A major bottleneck in flooring businesses is treating every expense the same and mixing job costs with personal or general costs. When you don’t separate **direct job costs** (materials, demo, leveling, transitions, installers/subs tied to a specific job) from **overhead** (insurance, truck, admin, software), you can’t tell whether a job is profitable or just “looks okay on the estimate.” You end up repeating the same estimating mistakes because your numbers don’t tell the truth. The longer you lump it all together, the harder it is to spot when a certain product type (like LVP with frequent stairs/trim) or a certain crew/sub is quietly destroying margin.

✅ Action Items

1. **Set up a flooring job cost code in your bookkeeping.** Create categories for: flooring/mats, underlayment/leveling, transitions, direct labor, subs for demo/patch/tile, and “other direct.” This lets you compute direct job expenses per job.

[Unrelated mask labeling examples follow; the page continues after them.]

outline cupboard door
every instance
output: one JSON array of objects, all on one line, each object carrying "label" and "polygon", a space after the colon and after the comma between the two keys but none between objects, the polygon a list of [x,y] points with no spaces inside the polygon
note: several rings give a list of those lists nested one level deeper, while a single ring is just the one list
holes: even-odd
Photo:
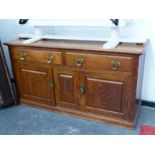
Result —
[{"label": "cupboard door", "polygon": [[78,71],[55,68],[54,81],[57,106],[75,110],[80,109]]},{"label": "cupboard door", "polygon": [[99,115],[126,118],[131,97],[131,76],[125,73],[81,72],[82,110]]},{"label": "cupboard door", "polygon": [[20,100],[55,105],[52,69],[42,66],[15,64]]}]

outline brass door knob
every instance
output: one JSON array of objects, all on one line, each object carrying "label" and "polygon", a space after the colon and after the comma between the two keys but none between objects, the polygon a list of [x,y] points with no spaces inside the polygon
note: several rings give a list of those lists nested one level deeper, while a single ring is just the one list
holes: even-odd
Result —
[{"label": "brass door knob", "polygon": [[50,80],[48,84],[49,84],[50,89],[54,88],[54,81],[53,80]]},{"label": "brass door knob", "polygon": [[119,61],[112,61],[111,64],[112,64],[112,70],[118,70],[121,65]]},{"label": "brass door knob", "polygon": [[19,59],[20,59],[21,61],[24,61],[25,58],[26,58],[26,53],[24,53],[24,52],[20,52]]},{"label": "brass door knob", "polygon": [[47,55],[46,56],[46,60],[47,60],[47,63],[52,63],[53,62],[53,60],[54,60],[54,56],[52,56],[52,55]]},{"label": "brass door knob", "polygon": [[84,84],[80,84],[80,94],[82,95],[84,94],[84,92],[85,92],[85,86]]},{"label": "brass door knob", "polygon": [[81,67],[83,65],[84,58],[77,57],[75,58],[75,62],[76,62],[76,66]]}]

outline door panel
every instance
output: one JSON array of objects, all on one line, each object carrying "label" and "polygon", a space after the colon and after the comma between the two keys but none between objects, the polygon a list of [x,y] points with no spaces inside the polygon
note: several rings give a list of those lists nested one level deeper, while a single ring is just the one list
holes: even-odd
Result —
[{"label": "door panel", "polygon": [[86,79],[86,106],[122,112],[123,82]]},{"label": "door panel", "polygon": [[54,69],[57,106],[79,109],[78,73],[71,69]]},{"label": "door panel", "polygon": [[54,88],[49,86],[49,82],[53,81],[52,69],[27,64],[15,68],[21,99],[55,105]]},{"label": "door panel", "polygon": [[85,71],[80,73],[80,84],[85,86],[81,95],[83,111],[119,118],[128,115],[131,74]]}]

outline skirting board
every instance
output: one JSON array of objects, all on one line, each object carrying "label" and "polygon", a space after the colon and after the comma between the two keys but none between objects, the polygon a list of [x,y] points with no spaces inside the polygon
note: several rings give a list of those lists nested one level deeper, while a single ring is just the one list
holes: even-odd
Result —
[{"label": "skirting board", "polygon": [[155,102],[151,102],[151,101],[142,101],[142,106],[147,106],[147,107],[152,107],[155,108]]}]

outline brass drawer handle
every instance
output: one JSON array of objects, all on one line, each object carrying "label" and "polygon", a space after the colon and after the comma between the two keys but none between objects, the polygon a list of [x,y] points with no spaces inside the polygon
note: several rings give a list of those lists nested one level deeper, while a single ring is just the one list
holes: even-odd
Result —
[{"label": "brass drawer handle", "polygon": [[25,58],[26,58],[26,53],[24,53],[24,52],[20,52],[19,59],[20,59],[21,61],[24,61]]},{"label": "brass drawer handle", "polygon": [[83,95],[85,92],[85,86],[84,84],[80,84],[80,94]]},{"label": "brass drawer handle", "polygon": [[81,67],[84,62],[84,58],[77,57],[75,58],[75,62],[76,62],[76,66]]},{"label": "brass drawer handle", "polygon": [[47,56],[46,56],[46,59],[47,59],[47,63],[50,64],[50,63],[53,62],[54,56],[52,56],[52,55],[47,55]]},{"label": "brass drawer handle", "polygon": [[48,84],[49,84],[50,89],[54,88],[54,81],[53,80],[50,80]]},{"label": "brass drawer handle", "polygon": [[112,70],[118,70],[121,65],[119,61],[112,61],[111,64],[112,64]]}]

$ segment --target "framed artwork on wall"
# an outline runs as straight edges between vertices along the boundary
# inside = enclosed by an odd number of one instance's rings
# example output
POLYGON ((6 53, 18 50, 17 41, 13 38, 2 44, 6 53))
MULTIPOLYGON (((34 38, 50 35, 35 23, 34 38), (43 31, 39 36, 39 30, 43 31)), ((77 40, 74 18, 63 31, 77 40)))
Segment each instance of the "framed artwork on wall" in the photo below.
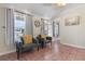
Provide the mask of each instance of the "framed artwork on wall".
POLYGON ((34 21, 34 26, 40 27, 40 22, 38 20, 34 21))
POLYGON ((80 16, 65 18, 65 26, 80 25, 80 16))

2. **Track “revenue collected,” not just “job price.”** In your job tracker, record each payment date and type (deposit, progress, final). Tie revenue to the job even if accounting posts later.
3. **Create a simple monthly profit allocation rule.** Pick a profit percentage (ex: 10% of collected revenue) and move it to a profit account immediately after collections. Stop waiting to “see if there’s profit.”
4. **Run a monthly cash timing check.** List your next 30 days of job-related obligations: material due dates, sub payments, payroll, insurance, permits. If cash coverage is tight, adjust purchasing and scheduling before you place orders.